Qatari banks are bulking up to play a role in funding the country’s massive infrastructure expansion. But in a country which is already overbanked by some measures, they may risk becoming too big.
Doha Bank, Qatar’s fifth largest lender by market value and part-owned by the country’s sovereign wealth fund, announced plans in October to increase its share capital by 50 percent in the first quarter of next year, raising about $1.6 billion.
Other Qatari banks have tapped debt markets this year. Qatar Islamic Bank, the country’s largest Islamic lender, returned to the global debt market after a two-year absence with a $750 million sukuk sale earlier this month. Qatar International Islamic Bank followed a week later, pricing its debut $700 million, five year sukuk. Doha Bank also raised $500 million from a bond sale in March.

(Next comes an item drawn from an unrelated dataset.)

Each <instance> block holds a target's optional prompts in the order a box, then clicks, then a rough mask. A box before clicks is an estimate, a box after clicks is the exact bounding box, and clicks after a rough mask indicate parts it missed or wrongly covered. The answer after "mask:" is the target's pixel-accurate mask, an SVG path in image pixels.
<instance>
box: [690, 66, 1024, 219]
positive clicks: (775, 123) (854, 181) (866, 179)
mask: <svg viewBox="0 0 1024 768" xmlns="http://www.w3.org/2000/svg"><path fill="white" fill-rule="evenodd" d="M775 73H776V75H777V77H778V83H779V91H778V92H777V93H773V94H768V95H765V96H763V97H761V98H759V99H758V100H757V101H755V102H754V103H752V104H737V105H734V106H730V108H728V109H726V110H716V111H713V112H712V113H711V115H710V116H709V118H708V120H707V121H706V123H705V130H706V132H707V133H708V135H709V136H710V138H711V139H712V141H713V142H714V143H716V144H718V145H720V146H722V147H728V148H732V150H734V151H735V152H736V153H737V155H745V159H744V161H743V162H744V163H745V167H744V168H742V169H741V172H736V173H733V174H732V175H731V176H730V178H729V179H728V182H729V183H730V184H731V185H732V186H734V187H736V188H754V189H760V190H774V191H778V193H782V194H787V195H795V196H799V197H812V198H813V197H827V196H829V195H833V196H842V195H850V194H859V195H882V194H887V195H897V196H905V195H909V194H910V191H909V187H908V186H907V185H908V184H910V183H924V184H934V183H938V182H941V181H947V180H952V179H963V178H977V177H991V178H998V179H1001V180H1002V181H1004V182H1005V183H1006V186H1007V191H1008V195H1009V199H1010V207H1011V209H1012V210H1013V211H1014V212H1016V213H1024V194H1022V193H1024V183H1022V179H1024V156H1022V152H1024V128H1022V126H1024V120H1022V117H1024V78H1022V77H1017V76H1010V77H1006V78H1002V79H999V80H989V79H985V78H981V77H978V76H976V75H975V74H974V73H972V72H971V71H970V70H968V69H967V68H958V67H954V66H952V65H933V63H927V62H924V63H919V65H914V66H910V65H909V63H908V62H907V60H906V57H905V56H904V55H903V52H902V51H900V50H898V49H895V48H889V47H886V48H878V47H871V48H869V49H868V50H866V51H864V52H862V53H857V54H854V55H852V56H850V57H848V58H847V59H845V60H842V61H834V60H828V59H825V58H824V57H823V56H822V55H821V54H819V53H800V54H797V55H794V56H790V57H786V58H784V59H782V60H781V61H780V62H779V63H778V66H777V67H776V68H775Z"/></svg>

“For the infrastructure projects, local banks want to be in the game, and they will be given priority by the government,” said Robert Pramberger, acting head of asset management at The First Investor in Doha.
“They need to get the money from somewhere, and they’ll want it to be an equal combination of debt and equity.” An analyst with a Qatari bank, who declined to be named because of the commercial sensitivity of the subject, said he believed the central bank would want to make sure that local lenders took a large slice of the infrastructure business, rather than leaving it to foreign banks.
“There will be a huge incentive for local lenders to raise capital to meet the demand. Banks here are hoping to make quite a lot of money. I’m sure the central bank and other authorities are encouraging local banks to bolster their balance sheets, so that they can take advantage of project bonds and other opportunities.”
The Qatari government has allocated 40 percent of its budget between now and 2016 to fund a string of mega-projects, including $5.5 billion for a deepwater seaport, $20 billion for roads and a $17.5 billion new airport.